Iran responds to the Hezbollah ban in Germany that Berlin pays a “historic debt” to the Zionists and warns it of a global and Islamic response

Iran considered on Monday that Berlin is seeking to pay its “historical debt” to the Jews after it banned all activities of the Lebanese Shiite Hezbollah in Germany.
“We have a feeling that the Germans seem to have a historical debt of the Zionists and they pay it, and they do not realize that the whole world and Muslims can respond,” foreign ministry spokesman Abbas Mousavi told a news conference in Tehran.
On Thursday, Germany declared Hezbollah a “terrorist organization”, noting that it was responding to an old request from the United States and Israel.
The next day, the Islamic Republic condemned the decision, saying it was based only on the aims of the “propaganda machine of the Zionist entity and the floundering American system”.

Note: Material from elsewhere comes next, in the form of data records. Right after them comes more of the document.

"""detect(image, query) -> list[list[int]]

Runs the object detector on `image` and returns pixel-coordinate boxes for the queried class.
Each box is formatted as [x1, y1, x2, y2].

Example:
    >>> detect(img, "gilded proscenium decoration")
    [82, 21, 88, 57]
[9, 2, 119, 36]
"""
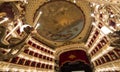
[37, 1, 84, 41]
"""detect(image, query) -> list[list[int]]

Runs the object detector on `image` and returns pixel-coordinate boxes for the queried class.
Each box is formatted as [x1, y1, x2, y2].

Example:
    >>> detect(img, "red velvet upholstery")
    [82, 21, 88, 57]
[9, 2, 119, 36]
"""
[59, 50, 90, 66]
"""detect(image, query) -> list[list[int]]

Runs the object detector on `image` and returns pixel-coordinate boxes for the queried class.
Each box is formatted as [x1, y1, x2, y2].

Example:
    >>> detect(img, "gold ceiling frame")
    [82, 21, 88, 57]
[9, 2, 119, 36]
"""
[30, 0, 92, 47]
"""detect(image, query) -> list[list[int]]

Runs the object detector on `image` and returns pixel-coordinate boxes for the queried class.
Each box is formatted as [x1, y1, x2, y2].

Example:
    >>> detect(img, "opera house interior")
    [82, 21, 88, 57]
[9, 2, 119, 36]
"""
[0, 0, 120, 72]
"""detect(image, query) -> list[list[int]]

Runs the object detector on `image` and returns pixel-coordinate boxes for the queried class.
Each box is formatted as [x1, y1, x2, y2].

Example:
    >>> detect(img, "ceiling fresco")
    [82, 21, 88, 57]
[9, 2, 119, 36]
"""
[37, 1, 85, 41]
[25, 0, 92, 49]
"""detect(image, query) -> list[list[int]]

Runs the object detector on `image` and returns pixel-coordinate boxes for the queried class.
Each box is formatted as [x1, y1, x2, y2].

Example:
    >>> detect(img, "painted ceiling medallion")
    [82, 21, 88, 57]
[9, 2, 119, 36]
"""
[37, 1, 85, 41]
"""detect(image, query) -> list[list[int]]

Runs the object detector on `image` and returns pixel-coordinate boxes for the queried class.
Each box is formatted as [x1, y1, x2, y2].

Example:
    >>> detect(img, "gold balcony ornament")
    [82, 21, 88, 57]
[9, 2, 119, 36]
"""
[108, 30, 120, 48]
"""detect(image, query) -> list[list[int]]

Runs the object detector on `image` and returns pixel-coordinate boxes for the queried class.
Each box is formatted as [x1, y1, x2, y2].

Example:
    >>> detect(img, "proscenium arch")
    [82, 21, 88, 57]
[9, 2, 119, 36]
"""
[55, 44, 87, 60]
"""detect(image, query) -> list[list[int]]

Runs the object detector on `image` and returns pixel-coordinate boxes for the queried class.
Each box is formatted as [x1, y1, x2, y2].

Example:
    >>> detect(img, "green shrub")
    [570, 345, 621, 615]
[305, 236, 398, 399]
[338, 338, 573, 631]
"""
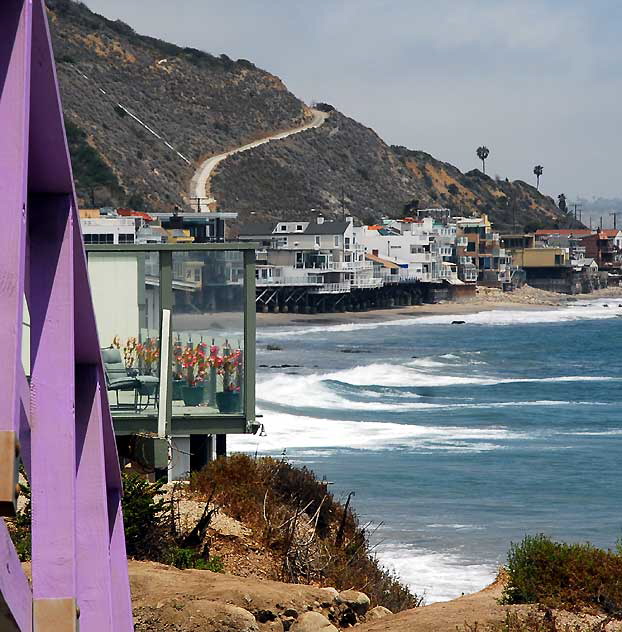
[167, 547, 225, 573]
[502, 534, 622, 615]
[190, 454, 421, 612]
[7, 468, 32, 562]
[460, 610, 604, 632]
[122, 473, 170, 561]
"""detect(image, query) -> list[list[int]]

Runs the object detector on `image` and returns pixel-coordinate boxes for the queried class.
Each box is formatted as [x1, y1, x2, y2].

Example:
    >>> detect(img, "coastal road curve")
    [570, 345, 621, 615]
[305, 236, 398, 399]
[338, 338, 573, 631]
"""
[190, 109, 328, 211]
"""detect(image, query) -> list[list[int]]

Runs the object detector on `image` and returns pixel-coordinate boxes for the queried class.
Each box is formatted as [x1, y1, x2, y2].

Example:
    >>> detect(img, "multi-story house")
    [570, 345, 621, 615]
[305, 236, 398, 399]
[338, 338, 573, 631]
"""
[581, 229, 622, 271]
[354, 217, 457, 283]
[456, 214, 512, 284]
[239, 217, 381, 294]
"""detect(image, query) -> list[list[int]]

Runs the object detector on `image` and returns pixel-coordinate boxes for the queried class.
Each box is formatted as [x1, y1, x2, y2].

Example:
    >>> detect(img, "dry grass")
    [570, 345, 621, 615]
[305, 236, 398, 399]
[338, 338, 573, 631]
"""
[190, 454, 420, 612]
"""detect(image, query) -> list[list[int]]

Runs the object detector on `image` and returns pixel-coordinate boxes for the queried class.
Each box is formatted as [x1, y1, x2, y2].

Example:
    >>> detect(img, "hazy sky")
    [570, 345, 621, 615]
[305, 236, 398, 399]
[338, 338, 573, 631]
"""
[86, 0, 622, 199]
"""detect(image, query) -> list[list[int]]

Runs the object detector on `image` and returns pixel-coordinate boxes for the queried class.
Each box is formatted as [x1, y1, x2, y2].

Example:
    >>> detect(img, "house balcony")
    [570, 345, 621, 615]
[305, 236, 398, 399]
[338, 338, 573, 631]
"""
[309, 281, 351, 294]
[332, 261, 374, 272]
[256, 274, 324, 287]
[351, 277, 384, 289]
[86, 243, 257, 450]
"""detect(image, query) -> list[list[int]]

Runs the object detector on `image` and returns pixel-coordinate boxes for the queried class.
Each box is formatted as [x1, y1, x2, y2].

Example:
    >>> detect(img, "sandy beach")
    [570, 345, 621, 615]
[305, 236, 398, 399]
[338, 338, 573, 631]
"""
[257, 286, 622, 328]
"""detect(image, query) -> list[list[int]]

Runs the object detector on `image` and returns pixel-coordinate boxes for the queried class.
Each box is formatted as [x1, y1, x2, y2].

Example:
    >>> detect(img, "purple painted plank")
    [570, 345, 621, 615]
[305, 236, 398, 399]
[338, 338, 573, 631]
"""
[108, 489, 134, 632]
[0, 0, 32, 440]
[29, 194, 77, 599]
[76, 364, 112, 632]
[0, 518, 32, 632]
[28, 0, 75, 198]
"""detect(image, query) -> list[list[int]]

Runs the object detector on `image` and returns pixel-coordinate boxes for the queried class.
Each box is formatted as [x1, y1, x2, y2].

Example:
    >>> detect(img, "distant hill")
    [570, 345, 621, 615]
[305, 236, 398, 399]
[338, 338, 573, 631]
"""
[47, 0, 584, 229]
[47, 0, 307, 210]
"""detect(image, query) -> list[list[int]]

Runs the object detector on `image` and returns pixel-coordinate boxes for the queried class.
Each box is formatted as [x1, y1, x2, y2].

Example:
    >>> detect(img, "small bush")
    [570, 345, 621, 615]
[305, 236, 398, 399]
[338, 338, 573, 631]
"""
[7, 468, 32, 562]
[190, 454, 421, 612]
[123, 474, 168, 560]
[167, 547, 225, 573]
[502, 535, 622, 615]
[460, 610, 604, 632]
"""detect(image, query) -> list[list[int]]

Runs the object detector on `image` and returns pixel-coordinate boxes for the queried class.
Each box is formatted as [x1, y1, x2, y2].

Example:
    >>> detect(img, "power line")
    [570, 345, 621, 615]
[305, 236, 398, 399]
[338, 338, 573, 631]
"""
[72, 66, 192, 165]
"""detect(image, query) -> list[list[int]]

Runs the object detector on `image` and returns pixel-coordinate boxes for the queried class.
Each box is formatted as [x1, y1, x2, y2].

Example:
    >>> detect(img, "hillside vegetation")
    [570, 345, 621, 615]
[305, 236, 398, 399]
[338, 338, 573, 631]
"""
[46, 0, 572, 229]
[47, 0, 307, 210]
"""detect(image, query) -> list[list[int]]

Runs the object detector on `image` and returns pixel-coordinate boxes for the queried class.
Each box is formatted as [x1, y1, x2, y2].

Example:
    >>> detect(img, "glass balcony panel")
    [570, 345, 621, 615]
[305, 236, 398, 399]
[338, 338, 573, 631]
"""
[88, 252, 165, 415]
[171, 250, 245, 417]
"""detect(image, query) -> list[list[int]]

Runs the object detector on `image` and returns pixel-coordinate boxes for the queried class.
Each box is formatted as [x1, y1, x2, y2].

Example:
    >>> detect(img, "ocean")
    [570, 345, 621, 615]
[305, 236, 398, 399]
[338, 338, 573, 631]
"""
[230, 299, 622, 603]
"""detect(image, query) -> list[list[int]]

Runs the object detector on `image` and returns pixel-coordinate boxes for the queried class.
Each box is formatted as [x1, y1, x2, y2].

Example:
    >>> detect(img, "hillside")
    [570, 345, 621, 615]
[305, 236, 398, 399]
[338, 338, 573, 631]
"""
[47, 0, 306, 210]
[212, 111, 571, 230]
[47, 0, 584, 229]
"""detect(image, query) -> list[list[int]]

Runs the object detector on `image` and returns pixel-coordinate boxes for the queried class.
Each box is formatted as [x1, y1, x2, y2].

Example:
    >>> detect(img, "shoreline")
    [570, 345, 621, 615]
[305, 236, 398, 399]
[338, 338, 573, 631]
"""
[257, 287, 622, 329]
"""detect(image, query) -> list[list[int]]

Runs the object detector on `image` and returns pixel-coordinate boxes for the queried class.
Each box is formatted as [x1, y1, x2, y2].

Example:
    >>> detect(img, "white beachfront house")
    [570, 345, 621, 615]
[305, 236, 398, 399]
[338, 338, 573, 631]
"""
[354, 217, 458, 284]
[239, 217, 382, 294]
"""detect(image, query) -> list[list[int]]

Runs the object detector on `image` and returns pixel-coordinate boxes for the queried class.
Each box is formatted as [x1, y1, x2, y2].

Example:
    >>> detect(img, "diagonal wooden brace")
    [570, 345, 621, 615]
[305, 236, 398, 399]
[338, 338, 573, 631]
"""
[0, 431, 19, 518]
[32, 597, 80, 632]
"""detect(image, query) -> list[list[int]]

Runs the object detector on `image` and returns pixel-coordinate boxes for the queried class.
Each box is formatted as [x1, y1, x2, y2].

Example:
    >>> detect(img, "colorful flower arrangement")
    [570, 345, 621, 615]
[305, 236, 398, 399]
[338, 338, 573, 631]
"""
[179, 342, 207, 386]
[110, 336, 138, 369]
[136, 338, 160, 375]
[219, 347, 242, 393]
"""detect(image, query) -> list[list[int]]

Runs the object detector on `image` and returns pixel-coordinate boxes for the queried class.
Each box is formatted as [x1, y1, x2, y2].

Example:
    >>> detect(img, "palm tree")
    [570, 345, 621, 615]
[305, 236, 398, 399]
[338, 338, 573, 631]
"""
[533, 165, 544, 191]
[475, 145, 490, 175]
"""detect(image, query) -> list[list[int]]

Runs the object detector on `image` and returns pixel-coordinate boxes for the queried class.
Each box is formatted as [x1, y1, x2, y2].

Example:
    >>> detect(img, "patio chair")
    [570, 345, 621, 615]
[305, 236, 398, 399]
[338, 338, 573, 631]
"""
[102, 347, 139, 408]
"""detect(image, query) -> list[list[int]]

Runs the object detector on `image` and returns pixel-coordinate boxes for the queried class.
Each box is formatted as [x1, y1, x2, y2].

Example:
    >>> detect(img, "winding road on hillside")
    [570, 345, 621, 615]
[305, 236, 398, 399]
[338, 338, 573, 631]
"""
[190, 109, 328, 211]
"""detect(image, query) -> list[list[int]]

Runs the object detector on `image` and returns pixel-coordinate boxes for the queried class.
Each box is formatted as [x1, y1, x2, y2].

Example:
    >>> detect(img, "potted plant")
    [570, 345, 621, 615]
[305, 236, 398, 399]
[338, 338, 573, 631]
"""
[206, 340, 222, 406]
[181, 343, 205, 406]
[216, 342, 242, 414]
[136, 338, 160, 375]
[172, 339, 186, 400]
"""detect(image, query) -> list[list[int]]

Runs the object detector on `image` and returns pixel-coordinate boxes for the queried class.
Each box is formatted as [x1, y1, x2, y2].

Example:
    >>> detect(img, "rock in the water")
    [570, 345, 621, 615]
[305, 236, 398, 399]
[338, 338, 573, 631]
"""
[338, 590, 369, 615]
[290, 612, 339, 632]
[367, 606, 393, 621]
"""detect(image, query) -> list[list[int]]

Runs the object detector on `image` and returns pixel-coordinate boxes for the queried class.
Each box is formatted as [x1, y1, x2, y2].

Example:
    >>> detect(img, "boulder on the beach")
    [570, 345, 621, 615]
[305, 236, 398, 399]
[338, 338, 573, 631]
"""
[367, 606, 393, 621]
[337, 590, 370, 615]
[290, 611, 339, 632]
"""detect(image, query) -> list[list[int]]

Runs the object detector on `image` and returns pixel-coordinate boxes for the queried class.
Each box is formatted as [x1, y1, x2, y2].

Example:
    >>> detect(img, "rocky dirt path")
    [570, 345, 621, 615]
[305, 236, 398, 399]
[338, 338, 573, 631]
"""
[356, 582, 506, 632]
[190, 109, 328, 211]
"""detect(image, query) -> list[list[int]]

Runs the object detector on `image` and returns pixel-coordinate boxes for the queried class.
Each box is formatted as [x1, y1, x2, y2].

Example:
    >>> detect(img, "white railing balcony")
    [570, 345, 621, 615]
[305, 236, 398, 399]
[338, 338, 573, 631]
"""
[409, 252, 432, 263]
[351, 277, 384, 289]
[255, 275, 323, 287]
[311, 282, 351, 294]
[333, 261, 374, 272]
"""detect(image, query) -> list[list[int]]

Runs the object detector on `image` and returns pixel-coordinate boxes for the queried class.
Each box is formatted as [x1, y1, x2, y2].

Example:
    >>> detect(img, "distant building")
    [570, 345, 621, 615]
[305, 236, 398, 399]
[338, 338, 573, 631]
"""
[455, 214, 514, 285]
[354, 217, 459, 284]
[239, 217, 381, 294]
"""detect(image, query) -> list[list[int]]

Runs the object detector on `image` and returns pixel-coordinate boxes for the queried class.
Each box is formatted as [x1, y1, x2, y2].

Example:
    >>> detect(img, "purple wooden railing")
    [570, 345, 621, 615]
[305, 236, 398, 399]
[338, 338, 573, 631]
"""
[0, 0, 133, 632]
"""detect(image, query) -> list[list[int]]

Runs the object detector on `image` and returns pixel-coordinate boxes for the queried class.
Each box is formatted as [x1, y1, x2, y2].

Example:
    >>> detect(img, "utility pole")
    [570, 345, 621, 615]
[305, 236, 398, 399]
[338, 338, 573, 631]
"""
[609, 211, 622, 230]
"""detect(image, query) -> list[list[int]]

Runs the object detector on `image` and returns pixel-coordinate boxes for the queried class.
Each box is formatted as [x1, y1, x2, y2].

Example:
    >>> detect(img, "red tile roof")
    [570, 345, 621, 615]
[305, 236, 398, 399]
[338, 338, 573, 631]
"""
[536, 228, 596, 237]
[117, 208, 153, 222]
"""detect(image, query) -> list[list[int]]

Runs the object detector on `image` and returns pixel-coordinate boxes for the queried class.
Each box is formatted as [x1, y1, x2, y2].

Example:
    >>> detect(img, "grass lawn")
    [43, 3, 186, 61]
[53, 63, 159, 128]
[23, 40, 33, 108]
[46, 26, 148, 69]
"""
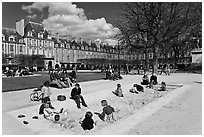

Moussaoui said on Monday that Hezbollah is “a strong and legitimate party represented in the Lebanese government and parliament,” considering that the German decision “will only create problems”.
In an editorial published Saturday, Hussein Shariatmadari, the editor-in-chief of the conservative Kayhan newspaper, saw “a wave of discontent among the German people” because “the Israeli terrorist regime that kills children controls the fate of their country”.
Shariatmadari considered that the German decision against Hezbollah is “dictated by Israel” and “whole parts of the German economy are in the hands of the Jews”, just like Parliament where “more than a hundred Jewish deputies are not even Germans”.
Shariatmadari, who was appointed by Iran’s Supreme Leader, Ayatollah Ali Khamenei, wrote, “Many Germans today realize that the Holocaust is nothing but a big fabricated hoax and lie”.
Hezbollah is a major political player in Lebanon and is an ally of Iran and the Syrian Government.
It was established in 1982 in the wake of the Israeli invasion of Lebanon with the support of the Iranian Revolutionary Guard and fought a war with Israel in 2006.